# Jobify — Fine-Tuning JobBERT for Skill Extraction (NER)

This notebook fine-tunes **jjzha/jobbert-base-cased** on **SkillSpan** for BIO skill tagging.

Steps:
1. Install dependencies
2. Define data loader (SkillSpan splits)
3. Define tokenizer+label alignment (BIO + masking)
4. Build tf.data datasets
5. Train JobBERT token classifier
6. Evaluate using seqeval F1
7. Save the trained model

## 2. Install Requirements

In [None]:
!pip -q install transformers tensorflow datasets seqeval

## 3. Imports

In [None]:
import os
import numpy as np
import tensorflow as tf

from datasets import load_dataset, concatenate_datasets
from transformers import AutoTokenizer, TFAutoModelForTokenClassification, pipeline
from seqeval.metrics import classification_report, f1_score

## 4. Data Loader

In [None]:
# load skillspan dataset with official splits (train / validation / test)
def load_skillspan_data():
    splitted_data = load_dataset("jjzha/skillspan")
    data = concatenate_datasets([splitted_data['train'], splitted_data['validation'], splitted_data['test']])

    return data

In [None]:
# load data
data = load_skillspan_data()

train_X = data['train']['tokens']
train_Y = data['train']['tags_skill']

val_X = data['validation']['tokens']
val_Y= data['validation']['tags_skill']

## 5. Labels Mapping

In [None]:
# define labels
label_list = ["O", "B-SKILL", "I-SKILL"]

label2id = {l: i for i, l in enumerate(label_list)}
id2label = {i: l for l, i in label2id.items()}

## 6. Load Base-Cased Model

In [None]:
# load base model
tokenizer = AutoTokenizer.from_pretrained("jjzha/jobbert-base-cased")
model = TFAutoModelForTokenClassification.from_pretrained("jjzha/jobbert-base-cased",
                                                          num_labels=len(label_list),
                                                          id2label=id2label,
                                                          label2id=label2id)

## 7. Encoder

In [None]:
# Tokenize tokens (word-level) and align BIO labels to subword tokens
# Uses -100 for tokens we want to ignore (special tokens + extra subwords)
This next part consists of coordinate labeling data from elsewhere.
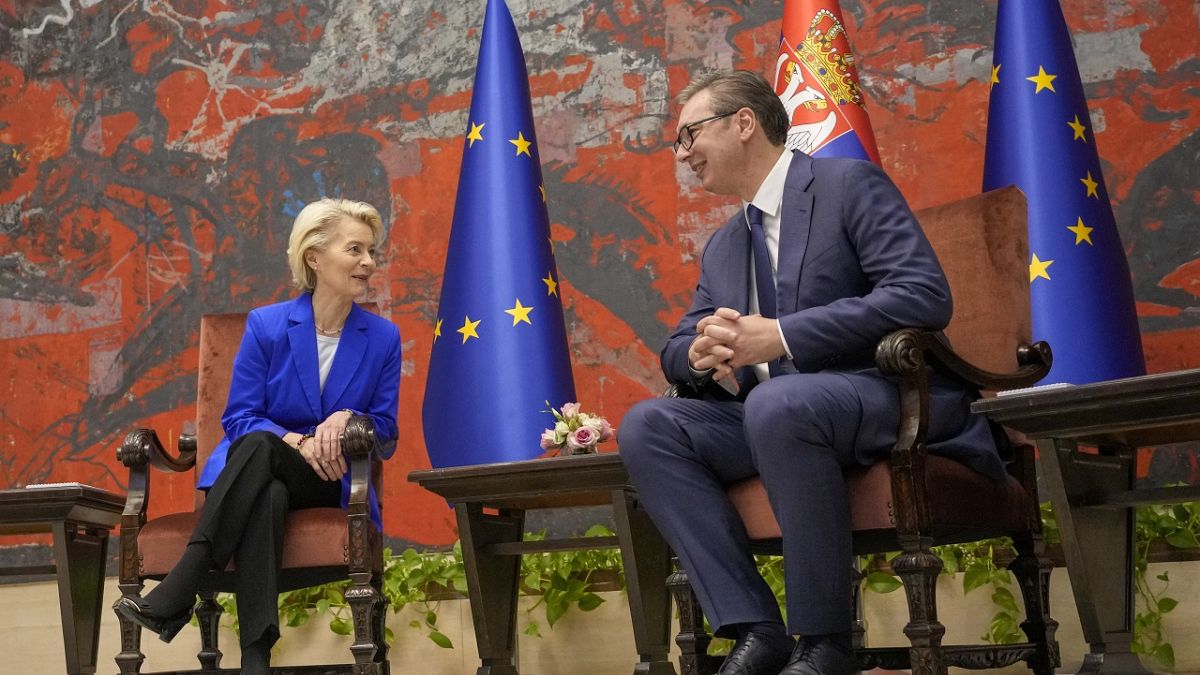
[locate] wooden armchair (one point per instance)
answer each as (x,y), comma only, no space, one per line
(321,544)
(915,500)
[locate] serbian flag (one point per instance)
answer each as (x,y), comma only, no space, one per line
(816,78)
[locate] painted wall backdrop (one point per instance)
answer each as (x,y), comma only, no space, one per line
(153,155)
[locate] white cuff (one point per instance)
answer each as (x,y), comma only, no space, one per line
(784,340)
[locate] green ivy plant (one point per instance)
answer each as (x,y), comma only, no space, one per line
(568,579)
(1176,525)
(423,579)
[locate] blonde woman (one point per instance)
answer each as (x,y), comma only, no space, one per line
(304,368)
def tokenize_and_align_labels(tokenizer, tokens, tags):
    # tokenize the data
    tokenized = tokenizer(tokens, truncation=True, is_split_into_words=True, return_attention_mask=True, max_length=256)
    
    word_ids = tokenized.word_ids() # For each token produced by the tokenizer -> original word that it came from

    labels = []
    mask = []
    prev_word_id = None

    for word_id in word_ids:
        if word_id is None:
            labels.append(0)
            mask.append(0)

        elif word_id != prev_word_id:
            labels.append(tags[word_id])
            mask.append(1)

        else:
            labels.append(0)
            mask.append(0)

        prev_word_id = word_id
    
    tokenized['labels'] = labels
    tokenized['label_mask'] = mask

    return tokenized

## 8. Encode Data

In [None]:
# encode data
train_encoded = [
    tokenize_and_align_labels(tokenizer, tokens, tags)
    for tokens, tags in zip(train_X, train_Y)
]

val_encoded = [
    tokenize_and_align_labels(tokenizer, tokens, tags)
    for tokens, tags in zip(val_X, val_Y)
]

## 9. DataSet Builder

In [None]:
def make_dataset(encodings, batch_size=16):
    input_ids = [e["input_ids"] for e in encodings]
    attention = [e["attention_mask"] for e in encodings]
    labels = [e["labels"] for e in encodings]
    weights = [e["label_mask"] for e in encodings]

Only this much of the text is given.